– Завтра – родительский день… И это, товарищи пионеры, полный трындец. Не знаю, как ваши предки, а меня мать точно прибьет. Сначала прибьёт, когда узнает о случившемся, а потом еще раз прибьет, когда узнает об исключении. – Произнес с тоской Мишин и уставился туманным взглядом вдаль. Не хватало только слезы, которая сбежала бы по его пухлой щеке.
– Два раза убить невозможно. – Флегматично заметила Селедка. – А меня не убьют. Но будут весь год вести себя так, будто им за мое поведение жутко стыдно… Даже и не могу сказать, что хуже. Умереть в четырнадцать лет мучительной смертью через порку ремнем или чувствовать себя ущербной.
Остальные присутствующие хором вздохнули. Я, кстати, тоже вздохнул. Встреча с матерью Ванечкина становилась неизбежным событием. И это очень плохо. Надеюсь, Элеонора потратит на беседу с родителями бо́льшую часть времени, которое они тут пробудут. А еще надеюсь, что случится чудо, которое позволит нам избежать исключения из рядов отдыхающих в лагере детей. Я вообще не готов сейчас к воссоединению с семьей Ванечкина.
Мы сидели в беседке, полным составом. За несколько последних дней это уже стало традицией. Я, Ряскин, Мишин, Богомол, Селёдка и Маша. Остальные подростки из отряда бродили неподалеку парами. Будто в тюрьме на выгуле, честное слово.
События, приключившиеся по вине Федьки, как-то объединили нас шестерых. Странно, но факт. Хотя более разных людей, конечно, представить сложно. Конечно, насчет меня и Фокиной все понятно. Насчет дружбы можно не обольщаться. Тут больше имело место партнерство. Мы единодушно пришли с ней к выводу, что для решения проблемы, которая вдруг стала общей, нам лучше объединить усилия. Поэтому сегодня днем, например, сбежали от остальных в лес… Хотя, нет. Надо по порядку…

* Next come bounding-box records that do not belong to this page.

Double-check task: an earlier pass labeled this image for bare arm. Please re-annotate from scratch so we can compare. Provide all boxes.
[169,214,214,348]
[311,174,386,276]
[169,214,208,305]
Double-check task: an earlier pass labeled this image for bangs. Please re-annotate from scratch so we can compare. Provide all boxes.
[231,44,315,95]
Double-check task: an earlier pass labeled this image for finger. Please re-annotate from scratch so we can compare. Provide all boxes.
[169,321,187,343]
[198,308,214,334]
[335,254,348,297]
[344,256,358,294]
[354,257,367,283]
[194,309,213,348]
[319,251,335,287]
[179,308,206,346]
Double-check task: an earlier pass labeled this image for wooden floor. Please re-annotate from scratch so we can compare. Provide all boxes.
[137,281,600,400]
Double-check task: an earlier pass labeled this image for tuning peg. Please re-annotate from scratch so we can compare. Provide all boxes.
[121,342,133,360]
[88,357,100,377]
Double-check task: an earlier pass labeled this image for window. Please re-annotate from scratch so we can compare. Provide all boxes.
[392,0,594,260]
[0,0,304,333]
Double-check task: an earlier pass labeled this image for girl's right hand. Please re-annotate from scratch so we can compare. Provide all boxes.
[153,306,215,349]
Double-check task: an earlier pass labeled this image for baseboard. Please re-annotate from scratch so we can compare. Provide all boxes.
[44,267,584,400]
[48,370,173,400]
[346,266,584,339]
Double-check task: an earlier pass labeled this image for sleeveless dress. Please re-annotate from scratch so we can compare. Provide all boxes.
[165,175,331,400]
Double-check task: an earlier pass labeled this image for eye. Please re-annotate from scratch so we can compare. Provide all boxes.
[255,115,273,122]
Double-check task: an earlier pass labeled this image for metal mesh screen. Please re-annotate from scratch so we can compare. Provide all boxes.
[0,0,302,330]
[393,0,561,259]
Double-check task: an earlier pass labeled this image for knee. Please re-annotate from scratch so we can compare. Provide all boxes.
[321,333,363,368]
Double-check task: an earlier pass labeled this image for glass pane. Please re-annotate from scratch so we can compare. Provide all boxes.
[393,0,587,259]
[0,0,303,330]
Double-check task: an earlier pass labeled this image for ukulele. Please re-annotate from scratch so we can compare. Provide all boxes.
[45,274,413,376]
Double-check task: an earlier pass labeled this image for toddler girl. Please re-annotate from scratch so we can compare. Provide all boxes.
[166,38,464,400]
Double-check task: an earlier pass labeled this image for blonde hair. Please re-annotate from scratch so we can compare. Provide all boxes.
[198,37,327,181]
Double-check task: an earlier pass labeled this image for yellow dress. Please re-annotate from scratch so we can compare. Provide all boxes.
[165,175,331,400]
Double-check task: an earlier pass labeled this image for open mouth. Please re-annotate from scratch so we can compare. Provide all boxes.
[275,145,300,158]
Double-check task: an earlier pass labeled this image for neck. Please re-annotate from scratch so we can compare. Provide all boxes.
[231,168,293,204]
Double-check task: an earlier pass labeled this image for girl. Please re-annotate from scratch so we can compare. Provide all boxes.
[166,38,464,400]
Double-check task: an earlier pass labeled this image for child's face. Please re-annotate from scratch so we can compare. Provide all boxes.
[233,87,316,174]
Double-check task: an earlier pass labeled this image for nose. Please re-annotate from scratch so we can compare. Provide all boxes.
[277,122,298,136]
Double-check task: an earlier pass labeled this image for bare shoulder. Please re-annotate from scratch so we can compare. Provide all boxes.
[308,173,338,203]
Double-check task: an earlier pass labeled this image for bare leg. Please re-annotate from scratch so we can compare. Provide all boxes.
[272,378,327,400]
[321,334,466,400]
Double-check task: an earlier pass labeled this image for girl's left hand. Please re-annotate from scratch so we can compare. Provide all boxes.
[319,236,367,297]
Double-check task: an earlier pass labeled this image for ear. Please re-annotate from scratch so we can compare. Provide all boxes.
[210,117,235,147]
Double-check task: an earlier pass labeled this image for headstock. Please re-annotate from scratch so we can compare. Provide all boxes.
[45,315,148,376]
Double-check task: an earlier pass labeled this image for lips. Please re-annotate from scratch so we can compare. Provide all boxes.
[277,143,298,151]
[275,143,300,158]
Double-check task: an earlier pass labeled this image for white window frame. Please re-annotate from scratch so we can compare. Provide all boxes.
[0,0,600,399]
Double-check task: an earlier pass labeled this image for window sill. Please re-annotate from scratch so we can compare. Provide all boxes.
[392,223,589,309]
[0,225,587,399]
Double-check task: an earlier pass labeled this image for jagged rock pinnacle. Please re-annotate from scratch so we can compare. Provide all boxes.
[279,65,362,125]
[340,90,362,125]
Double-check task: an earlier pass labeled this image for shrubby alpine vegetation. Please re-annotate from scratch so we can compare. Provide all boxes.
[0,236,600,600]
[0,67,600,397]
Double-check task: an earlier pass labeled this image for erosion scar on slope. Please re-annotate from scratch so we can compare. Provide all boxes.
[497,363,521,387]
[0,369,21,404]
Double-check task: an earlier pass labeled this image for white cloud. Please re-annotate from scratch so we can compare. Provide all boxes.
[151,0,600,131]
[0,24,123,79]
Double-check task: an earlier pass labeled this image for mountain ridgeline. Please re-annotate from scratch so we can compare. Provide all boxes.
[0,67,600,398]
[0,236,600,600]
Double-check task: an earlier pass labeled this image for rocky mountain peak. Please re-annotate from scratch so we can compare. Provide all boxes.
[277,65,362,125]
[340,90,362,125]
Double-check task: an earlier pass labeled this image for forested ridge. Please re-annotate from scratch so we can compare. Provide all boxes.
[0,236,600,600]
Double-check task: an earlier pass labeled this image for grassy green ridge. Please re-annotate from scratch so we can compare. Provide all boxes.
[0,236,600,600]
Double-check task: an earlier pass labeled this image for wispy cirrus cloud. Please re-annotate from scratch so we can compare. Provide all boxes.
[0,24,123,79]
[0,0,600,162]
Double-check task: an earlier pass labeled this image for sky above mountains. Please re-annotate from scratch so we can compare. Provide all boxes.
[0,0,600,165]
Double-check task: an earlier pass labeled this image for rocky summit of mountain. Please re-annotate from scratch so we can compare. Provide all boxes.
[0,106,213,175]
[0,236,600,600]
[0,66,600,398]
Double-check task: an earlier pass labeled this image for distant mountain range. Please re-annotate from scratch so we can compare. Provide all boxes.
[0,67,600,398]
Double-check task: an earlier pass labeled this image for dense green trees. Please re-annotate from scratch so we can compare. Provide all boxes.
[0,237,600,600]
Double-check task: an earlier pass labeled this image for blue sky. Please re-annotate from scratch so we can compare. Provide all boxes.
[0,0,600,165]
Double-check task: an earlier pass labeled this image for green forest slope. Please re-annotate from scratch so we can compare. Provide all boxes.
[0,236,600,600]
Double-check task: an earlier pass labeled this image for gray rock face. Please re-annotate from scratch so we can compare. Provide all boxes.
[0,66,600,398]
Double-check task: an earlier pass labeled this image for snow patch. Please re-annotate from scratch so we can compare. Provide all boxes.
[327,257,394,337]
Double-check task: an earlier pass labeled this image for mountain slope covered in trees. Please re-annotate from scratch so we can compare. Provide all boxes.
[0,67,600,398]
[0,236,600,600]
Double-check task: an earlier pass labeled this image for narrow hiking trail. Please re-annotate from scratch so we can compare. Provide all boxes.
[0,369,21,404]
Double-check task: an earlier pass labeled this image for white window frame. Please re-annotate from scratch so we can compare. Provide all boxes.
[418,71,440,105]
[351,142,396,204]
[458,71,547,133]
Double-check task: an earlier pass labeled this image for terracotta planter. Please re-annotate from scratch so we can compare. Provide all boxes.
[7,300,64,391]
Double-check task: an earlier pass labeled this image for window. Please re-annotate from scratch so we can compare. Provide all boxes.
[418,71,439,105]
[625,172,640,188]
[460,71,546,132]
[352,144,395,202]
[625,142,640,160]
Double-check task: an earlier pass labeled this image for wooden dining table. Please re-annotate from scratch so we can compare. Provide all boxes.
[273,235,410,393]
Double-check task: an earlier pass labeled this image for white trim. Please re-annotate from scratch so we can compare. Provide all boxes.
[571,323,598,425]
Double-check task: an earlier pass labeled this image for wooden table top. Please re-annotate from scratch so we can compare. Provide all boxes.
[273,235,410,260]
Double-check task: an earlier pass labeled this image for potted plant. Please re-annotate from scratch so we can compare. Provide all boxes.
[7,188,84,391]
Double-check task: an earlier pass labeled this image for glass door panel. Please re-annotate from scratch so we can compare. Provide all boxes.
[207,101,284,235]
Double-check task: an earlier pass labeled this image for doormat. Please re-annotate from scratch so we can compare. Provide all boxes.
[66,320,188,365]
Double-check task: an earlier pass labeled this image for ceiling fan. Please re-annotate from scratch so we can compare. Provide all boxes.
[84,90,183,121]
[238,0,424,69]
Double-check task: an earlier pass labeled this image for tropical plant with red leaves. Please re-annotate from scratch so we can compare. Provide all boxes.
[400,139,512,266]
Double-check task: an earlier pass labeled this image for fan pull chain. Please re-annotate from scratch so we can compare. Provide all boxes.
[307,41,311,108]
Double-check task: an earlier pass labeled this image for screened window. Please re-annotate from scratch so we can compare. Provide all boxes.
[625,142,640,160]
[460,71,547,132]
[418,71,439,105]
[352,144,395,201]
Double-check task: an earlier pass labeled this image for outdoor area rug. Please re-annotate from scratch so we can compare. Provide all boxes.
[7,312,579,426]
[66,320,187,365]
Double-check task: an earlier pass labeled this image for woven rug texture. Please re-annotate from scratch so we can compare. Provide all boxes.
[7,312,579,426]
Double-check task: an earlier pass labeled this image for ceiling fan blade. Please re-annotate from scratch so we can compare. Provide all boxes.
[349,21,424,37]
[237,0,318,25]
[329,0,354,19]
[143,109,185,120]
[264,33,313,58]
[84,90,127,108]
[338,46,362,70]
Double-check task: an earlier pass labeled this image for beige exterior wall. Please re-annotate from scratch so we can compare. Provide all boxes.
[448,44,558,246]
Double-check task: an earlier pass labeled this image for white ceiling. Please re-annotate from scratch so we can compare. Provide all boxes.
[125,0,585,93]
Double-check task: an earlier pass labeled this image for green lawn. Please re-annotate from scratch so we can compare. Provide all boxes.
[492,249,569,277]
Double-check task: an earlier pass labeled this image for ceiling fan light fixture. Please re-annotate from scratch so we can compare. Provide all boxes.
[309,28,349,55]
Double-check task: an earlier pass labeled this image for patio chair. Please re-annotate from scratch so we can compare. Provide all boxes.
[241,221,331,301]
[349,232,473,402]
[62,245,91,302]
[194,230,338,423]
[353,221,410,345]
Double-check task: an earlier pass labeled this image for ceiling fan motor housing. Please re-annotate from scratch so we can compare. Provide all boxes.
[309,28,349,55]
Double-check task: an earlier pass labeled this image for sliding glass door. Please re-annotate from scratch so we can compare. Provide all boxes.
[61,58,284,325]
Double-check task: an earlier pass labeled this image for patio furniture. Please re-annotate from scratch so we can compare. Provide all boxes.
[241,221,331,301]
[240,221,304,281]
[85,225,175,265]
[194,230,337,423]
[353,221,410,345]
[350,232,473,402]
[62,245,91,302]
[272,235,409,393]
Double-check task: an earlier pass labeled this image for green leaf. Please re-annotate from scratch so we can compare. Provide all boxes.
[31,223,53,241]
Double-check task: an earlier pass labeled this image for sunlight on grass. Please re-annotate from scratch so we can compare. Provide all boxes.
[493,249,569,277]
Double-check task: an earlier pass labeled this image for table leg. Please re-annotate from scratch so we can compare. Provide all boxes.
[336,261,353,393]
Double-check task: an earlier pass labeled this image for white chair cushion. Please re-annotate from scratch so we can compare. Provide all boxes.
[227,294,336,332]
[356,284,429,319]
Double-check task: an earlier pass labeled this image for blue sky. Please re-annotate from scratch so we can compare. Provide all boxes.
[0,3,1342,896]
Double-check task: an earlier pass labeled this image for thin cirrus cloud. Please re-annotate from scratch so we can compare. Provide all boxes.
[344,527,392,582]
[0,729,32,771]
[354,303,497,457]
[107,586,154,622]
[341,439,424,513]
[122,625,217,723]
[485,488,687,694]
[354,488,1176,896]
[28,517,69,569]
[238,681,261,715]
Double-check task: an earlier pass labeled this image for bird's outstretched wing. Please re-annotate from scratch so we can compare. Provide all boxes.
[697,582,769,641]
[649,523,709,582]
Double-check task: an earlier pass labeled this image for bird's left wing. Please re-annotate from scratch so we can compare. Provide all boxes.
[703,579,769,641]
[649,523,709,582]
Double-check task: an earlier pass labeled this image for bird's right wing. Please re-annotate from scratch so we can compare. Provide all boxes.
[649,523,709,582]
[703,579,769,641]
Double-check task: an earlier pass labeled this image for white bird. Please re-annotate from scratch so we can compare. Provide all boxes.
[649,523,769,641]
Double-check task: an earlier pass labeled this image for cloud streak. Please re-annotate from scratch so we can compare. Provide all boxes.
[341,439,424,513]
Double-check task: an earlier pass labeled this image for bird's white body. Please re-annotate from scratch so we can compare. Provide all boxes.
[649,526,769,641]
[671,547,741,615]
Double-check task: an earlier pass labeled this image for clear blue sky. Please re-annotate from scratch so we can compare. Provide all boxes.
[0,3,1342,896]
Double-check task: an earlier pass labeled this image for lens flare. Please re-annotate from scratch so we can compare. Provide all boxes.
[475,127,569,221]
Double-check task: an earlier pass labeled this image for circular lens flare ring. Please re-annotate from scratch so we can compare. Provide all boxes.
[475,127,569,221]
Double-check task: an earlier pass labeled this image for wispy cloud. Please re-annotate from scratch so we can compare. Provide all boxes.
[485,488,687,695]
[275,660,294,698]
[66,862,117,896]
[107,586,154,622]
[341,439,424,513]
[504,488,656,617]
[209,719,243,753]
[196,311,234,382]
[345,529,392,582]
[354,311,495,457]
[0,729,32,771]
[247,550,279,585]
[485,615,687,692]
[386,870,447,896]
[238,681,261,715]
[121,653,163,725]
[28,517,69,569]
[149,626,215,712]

После того, как злая Элеонора озвучила решение насчет родительского дня, жизнь наша стала еще более тяжелой. Казалось бы, куда уж тяжелее, а вот ни черта подобного. Нет предела совершенству. И фантазии Константина Викторовича… Когда ж он уже, сволочь такая, куда-нибудь денется…
Константин вместе с Бегемотом, которая слова Элеоноры тоже приняла близко к сердцу, пришли к выводу, что все проблемы – от нечего делать. Соответственно, лучший выход – загрузить нас так, чтоб мы света белого не видели.
– Терпение и труд все перетрут! – Торжественно провозгласила Бегемот, едва мы вернулись в корпус. Сразу этой фразы никто из нас не оценил. А зря.
Просто, честно говоря, следующие пару дней, которые оставались до выходных, напоминали адский ад. Я даже представить не мог, насколько буквальной была фраза Нины Васильевны.
Я едва успевал закрыть ночью глаза и заснуть, а это вообще не просто, когда рядом на стуле сидят либо Прилизанный, либо Нина Васильевна и гипнотизируют нашу троицу, опасаясь очередного фокуса, как уже прямо в ухо звучал противный голос Константина Викторовича.
– Встава-а-а-а-ай, Ванечкин. Встава-а-а-ай. Миши-и-ин! Ряскин! Подъём. Труба зовет.
Более того, этот придурок использовал выражение про трубу вовсе не в переносном смысле, как могло бы показаться. Он притащил откуда-то пионерский горн, самый настоящий, и следом за словами шло действие.
Прилизанный начинал дудеть в эту металлическую хрень, издающую самый отвратительный звук на свете. Отчего у меня возникало ощущение, будто настал натуральный апокалипсис и звук вылетает не из блестящего предмета, в который до усёру дует вожатый, а это несутся самые настоящие всадники смерти. И несутся они прямиком в пионерский лагерь.
Когда Константин сделал это в первый раз, из соседнего корпуса даже прискакала воспитатель младшего отряда.
– Что случилось?! Горим? Пожар? Потоп? – Она таращила глаза, нервно хватала ртом воздух и по-моему была на грани паники.